His father got into the trade of stringing up power lines as the nation was expanding its electrical grids, so the young couple moved from town to town. Bob Barker was born in Washington state, Dec. 12, 1923.
Another connection: His father briefly worked in the Highway 83 terminus town of Brownsville, Texas. Barker was very young, but he has a strong memory of his time there when his parents took him out to the airfield to see Charles Lindberg.
When Bob was six, and the family was living in Missouri, Byron Barker passed away as a result of a work injury. This was in the Great Depression, and his mother couldn’t find work.
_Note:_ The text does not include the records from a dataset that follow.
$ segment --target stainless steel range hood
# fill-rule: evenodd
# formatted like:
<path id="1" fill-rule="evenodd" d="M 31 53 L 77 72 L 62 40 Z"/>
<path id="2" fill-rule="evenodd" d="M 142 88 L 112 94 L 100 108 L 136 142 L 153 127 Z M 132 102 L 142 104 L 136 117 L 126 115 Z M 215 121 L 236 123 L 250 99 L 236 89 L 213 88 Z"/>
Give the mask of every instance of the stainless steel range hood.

Byron’s brother, who was living in Mission, secured a teaching job for her there.
That is how Bob Barker ended up on the Rosebud Reservation, spending nearly eight years of his childhood there during the worst of the Dust Bowl years and Great Depression.
According to the memoir, Barker has many fond memories of living in Mission. He went to a two-room school house which was about three-quarters white, and about one-quarter Lakota. Most of the Lakota students went to the nearby boarding school.
He played with kids of both races, and never felt any prejudice. This jives with interviews I have done over the years with adults who attended mixed white-Indian elementary schools as children. (The prejudice comes in the higher grades.)
One tidbit from the book is how his buddies would jump off the bridge from the road south of town into the creek during the summer to cool off. This is the road that would become U.S. Route 83.
Barker’s mother eventually married Louis Valandra, also a member of the tribe. They soon moved back to Missouri after Barker completed eighth-grade. Bob has a half-brother Kent, who would be one-quarter Lakota.
Some on Facebook whose families are connected to Barker/Valandra families said Bob Barker does not have any Indian blood, and he was lying about being one-eighth Lakota.
Well, all autobiographies must be taken with a grain of salt for reasons I don’t have to go into here. People leave out inconvenient facts, or embellish their lives.
However, someone on Wikipedia posted the 1930 Rosebud Indian Census. It denotes Bob Barker at age seven as being “Sioux” along with his father and other members of the Barker family. So being part Lakota was clearly something Bob Barker had been told by his family from a young age. It’s not something he is making up.
Blood quantum is an important issue among Native Americans.
Today, it means qualifying for certain benefits, and maybe even sharing in the proceeds of casinos.
Many over the last few decades when it became fashionable claimed to be Indians, but weren’t. These are the so-called “wannabes.” That certainly wasn’t the case in the 1930s when race mixing was not so acceptable. The Barker family in 1930 identified themselves as “Sioux.” Barker doesn’t mention in his autobiography which of his paternal grandparents were Lakota. Someone with access to the tribal records could probably settle the matter.
Reading between the lines, it is hard to see Barker as a “wannabe.”
While he has fond memories of his time in Mission, he doesn’t mention the name of the tribe, returning to the town to visit since he left, or share any stories about Indian culture such as attending powwows.
It is possible he didn’t encounter much of in the way of ceremonies as a child back then. Policies in the 1930s were to suppress Native American culture and languages. Or maybe he just didn’t write about them.
I’ve known people who were one-sixteenth Lakota, who embraced that part of their heritage, and others with as much Indian blood who didn’t give a hang about it. It’s more to do with attitude than blood quantum.
I don’t normally read game show host autobiographies (okay, I never have and may never read one again) but this one opened up a small window about life in a Highway 83 town — Mission, South Dakota — during the depths of the Depression and Dust Bowl years. So it was well worth seeking out.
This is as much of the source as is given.